The UK’s driver shortage is growing at 50 drivers a day, according to a new study by the International Road Transport Union.
The IRU surveyed organisations across Europe and found that a visible driver shortage of 21 per cent in freight transport and 19 per cent in the bus and coach sector.
And the problem is accelerating – the shortfall is predicted to reach 40 per cent as demand grows in 2019.
The IRU identified a number of reasons for the shortage. More than three quarters of drivers believe working conditions and the long periods away from home deter many from entering the profession.
Four out of five driver believe that that the difficulty in attracting women is one of the top reasons for the shortage.

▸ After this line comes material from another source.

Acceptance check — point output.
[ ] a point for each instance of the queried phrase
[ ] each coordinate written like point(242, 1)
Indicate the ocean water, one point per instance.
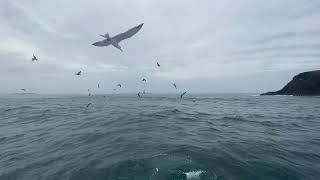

The average age of drivers in freight transport is 44. Some 70 per cent of drivers aged 25-34 believe the difficulty of attracting young drivers is also a top reason.
The IRU said that in the UK, the country’s exit from the European Union is arriving just as its shortage of drivers is estimated to be growing at a rate of 50 drivers per day.
And the average driver age in Germany is now over 47, meaning that some 40 per cent of the truck and 55 per cent of bus driver workforce is expected to retire by 2027, creating a shortfall of around 185,000 drivers.
Boris Blanche, IRU’s managing director said: “The transport industry needs to take immediate and decisive action to tackle the driver shortage. Left unchecked, it will have serious implications for the European economy and lead to rising costs for businesses, consumers and passengers.”